Not all assets have to go through the probate process. Some transfer automatically upon the death of the owner. Examples include:

  • Property held in joint tenancy: When a property is held in joint tenancy, such as a home belonging to a husband and wife, when one joint tenant dies, the surviving joint tenant becomes the sole owner of the asset. This is known as the right of survivorship.
  • Tenancy by the entirety or community property with right of survivorship: These forms of ownership, only available to married couples, function in the same way as joint tenancy. The survivor automatically takes ownership of the entire property upon the death of the other tenant.
  • Beneficiary designations: Life insurance policies and retirement accounts have named beneficiaries.
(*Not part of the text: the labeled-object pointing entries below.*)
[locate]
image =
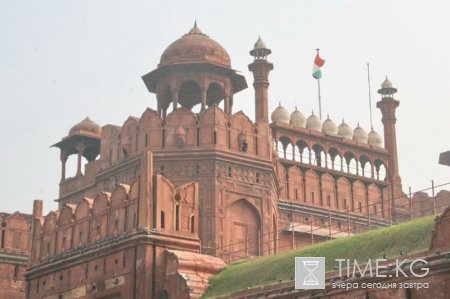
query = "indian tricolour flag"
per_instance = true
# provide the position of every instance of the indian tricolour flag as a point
(318, 63)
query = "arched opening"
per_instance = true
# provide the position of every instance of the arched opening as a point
(303, 151)
(290, 151)
(351, 163)
(328, 192)
(319, 155)
(282, 150)
(214, 94)
(165, 97)
(380, 170)
(189, 94)
(242, 230)
(366, 167)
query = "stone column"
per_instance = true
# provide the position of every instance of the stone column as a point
(227, 105)
(63, 165)
(80, 152)
(203, 99)
(175, 101)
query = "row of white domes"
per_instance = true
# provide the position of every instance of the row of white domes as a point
(329, 127)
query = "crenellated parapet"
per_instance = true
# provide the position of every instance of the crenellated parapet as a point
(173, 212)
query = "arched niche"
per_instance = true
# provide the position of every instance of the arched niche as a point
(243, 229)
(312, 187)
(295, 184)
(214, 94)
(344, 194)
(189, 94)
(329, 198)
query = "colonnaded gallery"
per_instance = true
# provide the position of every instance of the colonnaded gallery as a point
(168, 198)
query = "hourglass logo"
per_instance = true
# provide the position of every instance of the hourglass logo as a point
(310, 273)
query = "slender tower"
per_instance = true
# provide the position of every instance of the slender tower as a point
(260, 69)
(387, 106)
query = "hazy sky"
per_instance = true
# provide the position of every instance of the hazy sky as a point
(61, 61)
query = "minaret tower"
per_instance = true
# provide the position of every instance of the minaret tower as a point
(387, 106)
(260, 69)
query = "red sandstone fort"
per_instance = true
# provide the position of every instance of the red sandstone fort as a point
(174, 193)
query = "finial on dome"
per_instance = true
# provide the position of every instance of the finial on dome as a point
(387, 90)
(260, 50)
(195, 29)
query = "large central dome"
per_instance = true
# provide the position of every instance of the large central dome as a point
(195, 47)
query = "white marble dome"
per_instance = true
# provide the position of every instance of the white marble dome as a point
(314, 123)
(345, 131)
(386, 83)
(298, 119)
(329, 127)
(280, 115)
(360, 135)
(375, 139)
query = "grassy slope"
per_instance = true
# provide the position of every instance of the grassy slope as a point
(412, 236)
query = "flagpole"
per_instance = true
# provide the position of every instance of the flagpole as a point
(318, 87)
(370, 98)
(320, 102)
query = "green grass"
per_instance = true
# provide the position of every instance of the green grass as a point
(413, 236)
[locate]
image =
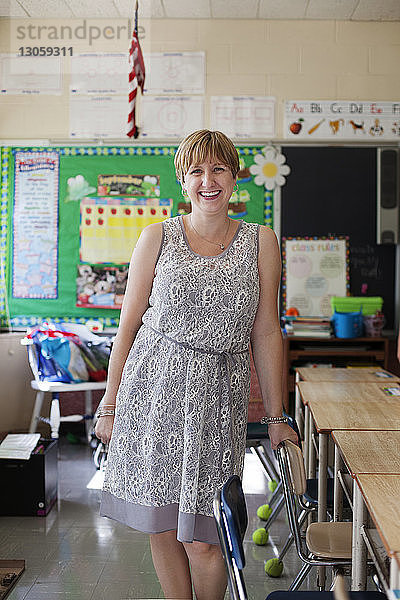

When the policyholder or account owner dies, the beneficiaries are entitled to the proceeds of the life insurance policy or the assets in the retirement account. There is no need to go through probate.

Informal Probate

Most probate proceedings are informal, wherein heirs and beneficiaries are in accord and there are no creditor problems to resolve. To begin the process, you file an application to serve as personal representative of the estate with the probate court. When your application is approved by the court, you receive a document known as Letters Testamentary granting you legal authority to act for the estate. There are a series of actions the Personal Representative must take and documents that must be filed with the court before the property can be distributed, the debts and taxes can be paid, and the probate closed with a final accounting and closing statement.

Formal Probate

A formal probate can be unsupervised or supervised. Both are court proceedings.

  • In an unsupervised formal probate, the judge must approve certain actions taken by the Personal Representative, such as paying attorney fees, distributing assets, or selling estate property. The purpose of involving the court is to have a judge determine the meaning of the will or amounts due to creditors and to settle disputes over the distribution of assets among beneficiaries.
  • In a supervised formal probate, a judge supervises the entire process. In this type of proceeding, all distribution of property must be approved by the court.

What We Bring to the Probate and Estate Process

Our lawyers bring to the probate and estate process not only significant experience and competence but also compassion and counseling to help families through this difficult period. From simple situations to complex technical issues, and from good family relations to bitter squabbles, we have guided many families through the legal minefield as well as the difficult personal relationship issues that may arise during the probate process.

  • We can represent the estate and the personal representative, as well as a specific family member, to make sure that the estate is being handled appropriately.
  • In addition to probate administration, we handle estate administration and trust administration, including the filing of federal estate and gift tax returns and fiduciary accounting.
  • Attorney John Phillips has taught classes in the tax aspects of probate (fiduciary tax reporting and estate taxes) and is able to help minimize estate taxes and other tax impacts of probate.